Yes, the teams combined for 125 points and 1,141 total yards – 576 of them via Letwich's right arm – but the defenses had their say: East Carolina's early lead was sparked by an interception return and a fumble return for the Pirates' first two touchdowns, and Marshall's counterpunch included a pair of pick-sixes in a 28-point third quarter.

Swag. Depending on their multimedia abilities, players should be satisfied with one of the higher-end gifts of the postseason, a Nikon S70 touchscreen camera, which usually goes for about $300. There's also a watch and a leather luggage bag. And, you know, a commemorative football is nice, too.

Sponsors, trophies and other ambiance. Television viewers should expect even more than the usual saturation of those ubiquitous GoDaddy.com ads, usually featuring NASCAR babe Danica Patrick and/or another of the Go Daddy Girls in a suggestive, pseudo porn scene that encourages viewers to visit the website to see the full, "banned" versions. Here they are. The only people who "banned" them from television work for the GoDaddy marketing team.

This year's match-up. Miami-Middle Tennessee is one of three Sun Belt-MAC showdowns of this bowl season, and the Sun Belt took both of the first two in the New Orleans Bowl and the Little Caesars Bowl, respectively. Add the fact that the RedHawks are coming in with an interim coach, and you get the Blue Raiders as narrow favorites despite finishing a full three games back in the win-loss column.

At least Miami has a hook: The RedHawks finished the season on a five-game winning streak and took the MAC championship in dramatic fashion, sealing the title of Most Improved Team nationally from 2009 (1-11) to 2010 (9-4).
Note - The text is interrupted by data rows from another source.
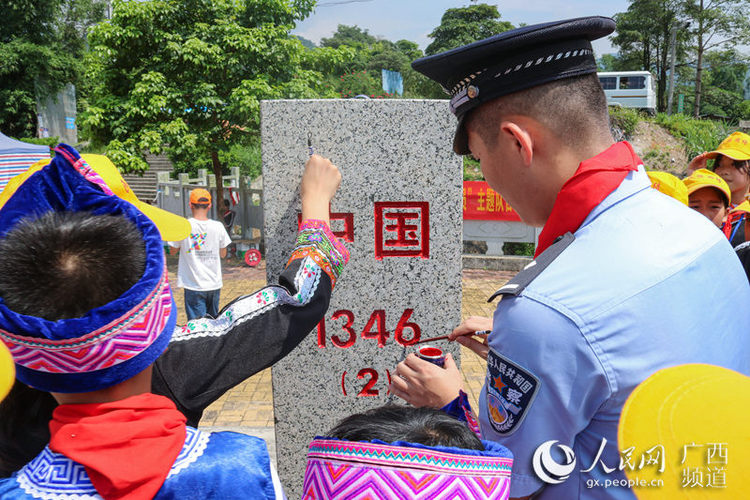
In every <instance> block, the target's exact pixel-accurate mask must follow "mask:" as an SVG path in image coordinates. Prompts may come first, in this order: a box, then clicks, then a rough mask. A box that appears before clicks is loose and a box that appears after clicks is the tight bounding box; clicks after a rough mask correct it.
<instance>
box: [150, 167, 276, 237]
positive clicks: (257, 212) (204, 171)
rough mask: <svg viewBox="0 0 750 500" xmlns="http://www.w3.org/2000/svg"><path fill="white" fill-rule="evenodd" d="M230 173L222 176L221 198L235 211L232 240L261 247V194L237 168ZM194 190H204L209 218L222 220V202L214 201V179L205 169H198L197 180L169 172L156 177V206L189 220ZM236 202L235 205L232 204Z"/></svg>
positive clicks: (196, 178) (249, 179) (190, 213)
Middle Tennessee, on the other hand, was only 5-3 in the Sun Belt, served as 1-11 Memphis' only victim of the season and only made it to 6-6 with a pair of one-point wins over Western Kentucky and Florida International down the stretch.

Star power. Middle Tennessee quarterback Dwight Dasher, reigning Sun Belt Player of the Year after leading the Blue Raiders to the first 10-win season in SBC history in 2009, sat out the first four games of the season due to suspension and hasn't been much better since his return to the field: The Blue Raiders are just 4-4 with their would-be star in the starting lineup, and with 14 interceptions to just six touchdowns, Dasher closed his senior season as the least efficient passer in the conference among regular starters. Last year, he set a bowl record for quarterbacks with 201 yards rushing in a New Orleans Bowl win over Southern Miss, but if Dasher still qualifies as the "most dangerous player on the field," the distinction applies to both teams.

Final rating: out of five.
General rule of thumb: If it's a game you wouldn't consider watching on a random Tuesday night in October, it's a bad bowl game. At this point in the season, this is probably the worst.